4. I motivi sono inammissibili per evidente inammissibilità dei relativi quesiti. Le Sez. Un. di questa Corte hanno avuto più volte modo di affermare che il quesito di diritto deve essere formulato, ai sensi dell'art. 366 bis c.p.c. (applicabile ratione temporis, tenuto conto delle sopra indicate date di pronunzia e pubblicazione della sentenza impugnata), in termini tali da costituire una sintesi logico-giuridica unitaria della questione, onde consentire alla Corte l'enunciazione di una regula iuris suscettibile di ricevere applicazione anche in casi ulteriori rispetto a quello deciso dalla sentenza impugnata (Cass. S.U. n. 21672/2013).

Ai sensi della disposizione indicata, invero, il quesito inerente ad una censura di diritto - dovendo assolvere ad una funzione di integrare il punto di congiunzione tra la risoluzione del caso specifico e l'enunciazione del principio giuridico generale - non può essere meramente generico e teorico, ma deve essere calato nella fattispecie concreta, per mettere la Corte in grado di poter comprendere dalla sua sola lettura, l'errore asseritamente compiuto dal giudice a quo e la regola applicabile (Cass. n. 3530/2012).

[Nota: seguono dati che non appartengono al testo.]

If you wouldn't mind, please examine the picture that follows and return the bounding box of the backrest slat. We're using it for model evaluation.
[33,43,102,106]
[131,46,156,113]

5. Il ricorso deve pertanto essere dichiarato inammissibile, con conseguente condanna del ricorrente alla rifusione delle spese processuali, liquidate come in dispositivo.

 

P.Q.M.

 

Dichiara inammissibile il ricorso. Condanna il ricorrente al pagamento delle spese del presente giudizio di legittimità, liquidate in complessive €. 2.000/00, oltre spese prenotate a debito.